Last August I finally bit the bullet and set up all of my yearly physicals. Things I haven't done since I was a child because I abhor waiting in a doctor's office for five minutes of care which costs me well over $100. I just feel it's stupid. Our insurance company didn't agree with me. They made it mandatory. Fine.
Ok, I'll go, but I won't like it. |
Well let me tell you, it was bad. When I stepped on those scales my weight was 311lbs. That was apparently the shock I needed because for 3 months I kicked my tail into gear and lost a total of 18lbs, bringing my weight down to 293. Then came Thanksgiving and Christmas, both really hard times for me in terms of emotional eating. It's when I miss mama the most, when I think of her most. December is her birthday and Christmas and every time I turn around I am wishing she was here.

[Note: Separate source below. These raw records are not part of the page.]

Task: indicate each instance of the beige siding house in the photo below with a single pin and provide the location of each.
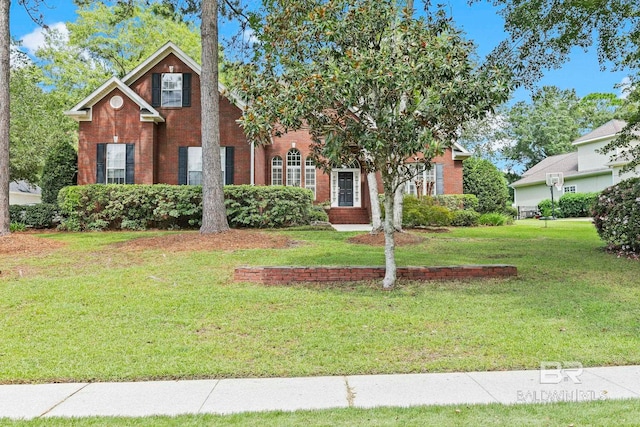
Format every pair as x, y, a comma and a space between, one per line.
585, 170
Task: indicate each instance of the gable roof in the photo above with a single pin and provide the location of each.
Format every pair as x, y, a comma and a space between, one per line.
171, 48
567, 164
607, 130
82, 111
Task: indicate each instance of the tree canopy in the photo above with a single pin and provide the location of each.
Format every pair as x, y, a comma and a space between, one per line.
371, 81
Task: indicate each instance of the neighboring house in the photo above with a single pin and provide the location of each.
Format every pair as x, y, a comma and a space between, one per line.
24, 193
145, 129
585, 170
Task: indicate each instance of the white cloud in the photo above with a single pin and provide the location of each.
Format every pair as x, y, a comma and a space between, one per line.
35, 40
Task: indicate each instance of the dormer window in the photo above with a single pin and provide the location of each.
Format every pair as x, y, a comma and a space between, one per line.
171, 90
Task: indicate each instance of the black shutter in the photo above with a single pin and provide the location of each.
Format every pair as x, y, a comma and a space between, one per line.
439, 178
186, 90
156, 89
101, 166
129, 174
228, 166
182, 165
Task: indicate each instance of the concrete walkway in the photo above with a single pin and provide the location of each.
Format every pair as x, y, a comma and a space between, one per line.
228, 396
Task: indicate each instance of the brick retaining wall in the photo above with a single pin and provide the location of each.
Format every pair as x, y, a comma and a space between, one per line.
285, 275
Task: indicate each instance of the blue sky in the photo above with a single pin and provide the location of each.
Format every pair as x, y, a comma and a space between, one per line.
480, 22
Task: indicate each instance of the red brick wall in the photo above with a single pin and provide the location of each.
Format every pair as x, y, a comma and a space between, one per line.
123, 122
157, 145
285, 275
280, 147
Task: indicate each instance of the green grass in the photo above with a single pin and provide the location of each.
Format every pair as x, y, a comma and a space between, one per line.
93, 312
601, 413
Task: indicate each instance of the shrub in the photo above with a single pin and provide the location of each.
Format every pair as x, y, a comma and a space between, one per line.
455, 202
510, 211
267, 207
616, 215
139, 207
494, 219
574, 205
482, 178
317, 213
42, 215
545, 209
465, 218
134, 207
60, 170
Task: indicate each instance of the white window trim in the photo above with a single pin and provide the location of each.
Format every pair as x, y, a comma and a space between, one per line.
163, 90
294, 171
275, 167
111, 167
310, 175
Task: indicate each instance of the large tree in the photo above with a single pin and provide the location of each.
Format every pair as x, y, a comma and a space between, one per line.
5, 66
371, 81
543, 32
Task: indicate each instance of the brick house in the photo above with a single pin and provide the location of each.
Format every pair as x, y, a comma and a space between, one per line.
145, 129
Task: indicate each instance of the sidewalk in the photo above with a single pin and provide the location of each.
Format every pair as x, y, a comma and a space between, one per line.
228, 396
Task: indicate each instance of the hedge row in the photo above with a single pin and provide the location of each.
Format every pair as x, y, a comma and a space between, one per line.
616, 215
570, 205
139, 207
42, 215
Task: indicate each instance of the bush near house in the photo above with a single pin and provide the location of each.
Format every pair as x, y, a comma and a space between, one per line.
41, 215
139, 207
482, 178
616, 215
575, 205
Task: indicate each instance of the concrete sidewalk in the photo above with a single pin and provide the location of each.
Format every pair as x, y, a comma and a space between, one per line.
228, 396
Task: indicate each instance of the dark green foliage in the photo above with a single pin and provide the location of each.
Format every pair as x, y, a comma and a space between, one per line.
317, 213
575, 205
465, 218
481, 178
510, 211
545, 208
139, 207
456, 202
267, 207
42, 215
60, 170
422, 212
494, 219
616, 215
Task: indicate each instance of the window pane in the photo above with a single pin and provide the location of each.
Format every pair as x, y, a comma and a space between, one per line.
116, 163
171, 90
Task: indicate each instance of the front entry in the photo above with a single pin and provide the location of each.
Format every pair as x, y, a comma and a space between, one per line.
345, 188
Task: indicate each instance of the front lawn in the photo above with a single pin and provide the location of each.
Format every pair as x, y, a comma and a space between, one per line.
99, 310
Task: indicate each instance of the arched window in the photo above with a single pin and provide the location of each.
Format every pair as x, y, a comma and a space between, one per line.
276, 170
294, 166
310, 175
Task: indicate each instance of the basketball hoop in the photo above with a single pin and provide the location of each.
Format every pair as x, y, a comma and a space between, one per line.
555, 178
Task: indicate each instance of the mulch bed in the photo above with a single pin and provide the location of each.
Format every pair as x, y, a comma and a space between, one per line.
401, 239
229, 240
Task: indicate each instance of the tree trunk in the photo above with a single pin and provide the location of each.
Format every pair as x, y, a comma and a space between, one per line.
397, 207
376, 221
5, 64
389, 280
214, 217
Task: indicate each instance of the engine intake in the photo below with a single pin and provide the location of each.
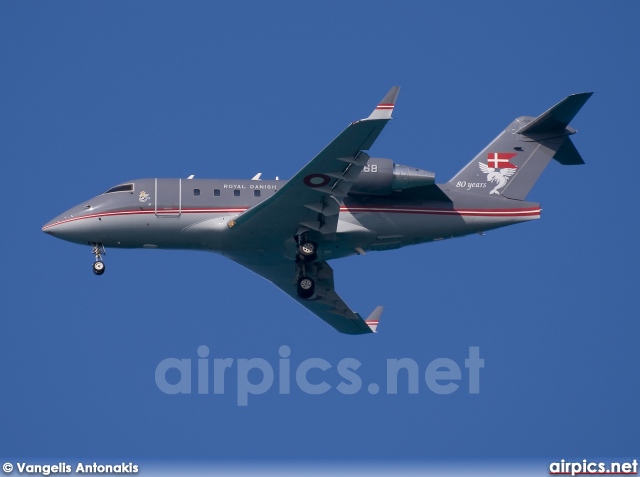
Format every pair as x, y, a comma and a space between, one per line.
382, 177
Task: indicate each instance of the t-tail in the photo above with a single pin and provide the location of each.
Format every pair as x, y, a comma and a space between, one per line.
513, 162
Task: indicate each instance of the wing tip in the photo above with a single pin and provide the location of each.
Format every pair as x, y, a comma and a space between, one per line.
385, 107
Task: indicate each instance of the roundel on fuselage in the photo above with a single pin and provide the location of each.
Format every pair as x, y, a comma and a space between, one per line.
316, 180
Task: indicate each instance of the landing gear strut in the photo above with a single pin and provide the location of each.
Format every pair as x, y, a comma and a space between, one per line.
305, 285
98, 250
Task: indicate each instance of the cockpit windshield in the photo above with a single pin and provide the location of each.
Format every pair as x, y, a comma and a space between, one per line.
121, 188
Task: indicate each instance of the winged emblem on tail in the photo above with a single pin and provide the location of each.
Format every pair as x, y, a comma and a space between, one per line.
500, 175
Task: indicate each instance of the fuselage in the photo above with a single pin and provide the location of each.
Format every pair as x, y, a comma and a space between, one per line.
194, 213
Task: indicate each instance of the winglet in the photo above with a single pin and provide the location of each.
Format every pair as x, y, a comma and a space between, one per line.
374, 318
385, 108
558, 117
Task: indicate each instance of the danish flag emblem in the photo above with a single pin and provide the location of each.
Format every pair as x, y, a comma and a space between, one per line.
500, 160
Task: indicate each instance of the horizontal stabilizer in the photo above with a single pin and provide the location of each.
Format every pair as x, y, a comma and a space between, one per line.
374, 318
558, 117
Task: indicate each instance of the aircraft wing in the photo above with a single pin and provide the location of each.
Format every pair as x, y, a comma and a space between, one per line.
326, 303
311, 199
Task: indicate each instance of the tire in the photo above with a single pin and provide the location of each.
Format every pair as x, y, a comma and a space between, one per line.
306, 287
308, 251
98, 268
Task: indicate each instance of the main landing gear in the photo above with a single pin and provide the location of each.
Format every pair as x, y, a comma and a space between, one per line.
98, 250
307, 254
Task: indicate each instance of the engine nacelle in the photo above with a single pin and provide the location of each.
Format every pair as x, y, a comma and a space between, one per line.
382, 177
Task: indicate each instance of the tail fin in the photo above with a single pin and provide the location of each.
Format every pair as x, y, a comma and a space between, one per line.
513, 162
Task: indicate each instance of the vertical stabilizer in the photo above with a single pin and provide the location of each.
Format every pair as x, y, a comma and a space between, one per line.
511, 164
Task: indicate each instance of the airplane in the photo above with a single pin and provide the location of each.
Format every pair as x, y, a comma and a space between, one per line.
343, 202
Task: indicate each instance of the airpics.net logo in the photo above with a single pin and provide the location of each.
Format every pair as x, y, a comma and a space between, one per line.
256, 376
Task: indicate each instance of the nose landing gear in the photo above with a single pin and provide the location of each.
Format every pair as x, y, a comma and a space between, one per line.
98, 250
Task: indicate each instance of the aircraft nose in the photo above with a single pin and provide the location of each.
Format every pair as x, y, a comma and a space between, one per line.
75, 225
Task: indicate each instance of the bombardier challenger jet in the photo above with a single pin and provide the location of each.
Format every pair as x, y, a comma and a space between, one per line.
343, 202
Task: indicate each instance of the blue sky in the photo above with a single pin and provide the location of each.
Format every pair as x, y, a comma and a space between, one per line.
96, 93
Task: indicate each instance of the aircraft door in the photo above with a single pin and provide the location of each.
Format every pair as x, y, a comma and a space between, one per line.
168, 198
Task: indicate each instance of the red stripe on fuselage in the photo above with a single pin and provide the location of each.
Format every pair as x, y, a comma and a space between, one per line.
360, 209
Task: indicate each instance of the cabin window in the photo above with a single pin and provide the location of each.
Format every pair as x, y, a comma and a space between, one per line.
121, 188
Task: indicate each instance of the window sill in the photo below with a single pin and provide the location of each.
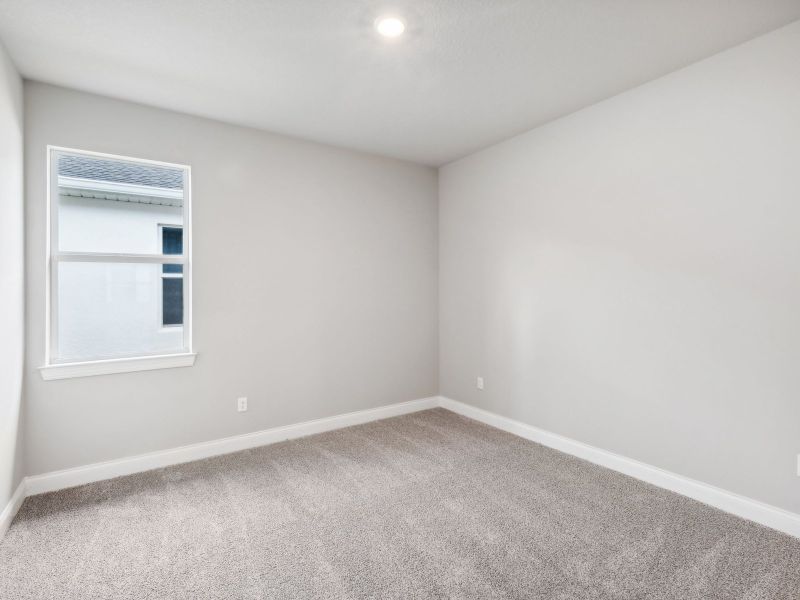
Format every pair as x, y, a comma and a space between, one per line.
116, 365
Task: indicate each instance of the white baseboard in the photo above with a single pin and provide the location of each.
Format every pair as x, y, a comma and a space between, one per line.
10, 510
741, 506
57, 480
747, 508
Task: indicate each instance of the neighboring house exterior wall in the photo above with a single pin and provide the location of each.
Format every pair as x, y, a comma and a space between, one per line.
112, 309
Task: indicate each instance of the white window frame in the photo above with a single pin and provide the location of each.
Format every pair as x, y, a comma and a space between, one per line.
55, 369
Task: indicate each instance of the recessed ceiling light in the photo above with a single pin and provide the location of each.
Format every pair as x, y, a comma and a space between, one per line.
390, 26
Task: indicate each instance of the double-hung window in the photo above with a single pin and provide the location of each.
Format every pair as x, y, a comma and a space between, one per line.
119, 265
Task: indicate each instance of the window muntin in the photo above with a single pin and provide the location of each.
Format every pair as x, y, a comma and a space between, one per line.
116, 290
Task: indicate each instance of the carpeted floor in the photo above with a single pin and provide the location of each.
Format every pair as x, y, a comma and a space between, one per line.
429, 505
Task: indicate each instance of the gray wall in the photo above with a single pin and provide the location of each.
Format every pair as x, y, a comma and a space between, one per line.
12, 288
629, 276
314, 273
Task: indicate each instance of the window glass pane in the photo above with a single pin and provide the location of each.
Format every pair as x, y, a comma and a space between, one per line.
172, 243
108, 310
172, 300
116, 206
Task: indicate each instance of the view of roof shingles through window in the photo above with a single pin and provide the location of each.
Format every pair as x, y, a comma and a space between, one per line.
116, 171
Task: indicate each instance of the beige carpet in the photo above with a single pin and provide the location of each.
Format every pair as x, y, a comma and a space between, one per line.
429, 505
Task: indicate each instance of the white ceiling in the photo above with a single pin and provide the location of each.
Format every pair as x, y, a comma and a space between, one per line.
468, 73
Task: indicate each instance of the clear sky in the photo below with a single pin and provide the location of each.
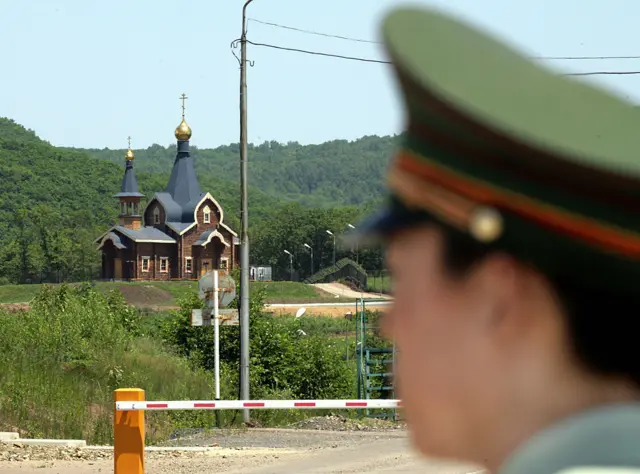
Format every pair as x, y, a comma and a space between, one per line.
89, 73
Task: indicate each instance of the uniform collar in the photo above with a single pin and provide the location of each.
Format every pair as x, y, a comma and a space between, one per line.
606, 436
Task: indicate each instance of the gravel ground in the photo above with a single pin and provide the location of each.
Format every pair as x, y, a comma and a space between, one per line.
329, 444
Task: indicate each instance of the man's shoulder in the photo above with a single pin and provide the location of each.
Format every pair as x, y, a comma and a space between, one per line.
600, 470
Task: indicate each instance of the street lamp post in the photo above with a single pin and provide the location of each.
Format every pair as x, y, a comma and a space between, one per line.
290, 264
354, 228
334, 245
310, 250
244, 227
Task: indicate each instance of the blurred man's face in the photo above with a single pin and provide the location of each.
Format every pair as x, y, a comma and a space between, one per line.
450, 365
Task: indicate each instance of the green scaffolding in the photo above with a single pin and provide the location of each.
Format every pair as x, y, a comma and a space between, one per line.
375, 360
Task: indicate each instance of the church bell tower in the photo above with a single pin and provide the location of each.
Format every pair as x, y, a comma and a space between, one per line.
129, 196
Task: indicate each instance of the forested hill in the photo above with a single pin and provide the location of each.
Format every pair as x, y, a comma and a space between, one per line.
54, 202
338, 172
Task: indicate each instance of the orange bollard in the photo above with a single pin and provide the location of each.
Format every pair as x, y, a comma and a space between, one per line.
128, 434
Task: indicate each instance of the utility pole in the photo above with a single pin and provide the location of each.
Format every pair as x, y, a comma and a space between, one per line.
310, 250
244, 215
290, 264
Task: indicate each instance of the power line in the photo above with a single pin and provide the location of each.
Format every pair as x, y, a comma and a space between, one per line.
318, 53
317, 33
359, 40
379, 61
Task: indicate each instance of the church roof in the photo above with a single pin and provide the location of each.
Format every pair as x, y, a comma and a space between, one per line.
143, 234
146, 234
183, 186
115, 238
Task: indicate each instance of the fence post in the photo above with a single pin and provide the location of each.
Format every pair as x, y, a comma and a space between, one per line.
128, 434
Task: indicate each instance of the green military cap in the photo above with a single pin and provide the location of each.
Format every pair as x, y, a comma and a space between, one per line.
512, 154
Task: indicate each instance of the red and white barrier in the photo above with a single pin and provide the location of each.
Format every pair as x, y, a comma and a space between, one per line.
255, 404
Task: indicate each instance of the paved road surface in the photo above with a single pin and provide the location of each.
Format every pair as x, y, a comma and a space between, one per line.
365, 454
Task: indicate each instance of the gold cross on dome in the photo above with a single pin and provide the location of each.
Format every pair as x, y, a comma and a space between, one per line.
183, 97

So I pretty much gave up again. And I did it willingly. I did it knowing what I was doing. January rolled around and I had my first visit with my new gynecologist. I stepped on the scale and shocked myself again 307 lbs. All of that work that I had just done was gone. I was almost back to my starting weight in August.
Are you freaking kidding me?! |
So once again I find myself rebooting my diet, no pills still. Exercising my body and my demons. I firmly believe that I can do this. And if you've read this all before and are rolling your eyes, keep rolling them. The only time you ever fail at anything is when you stop trying. And I'm not giving up!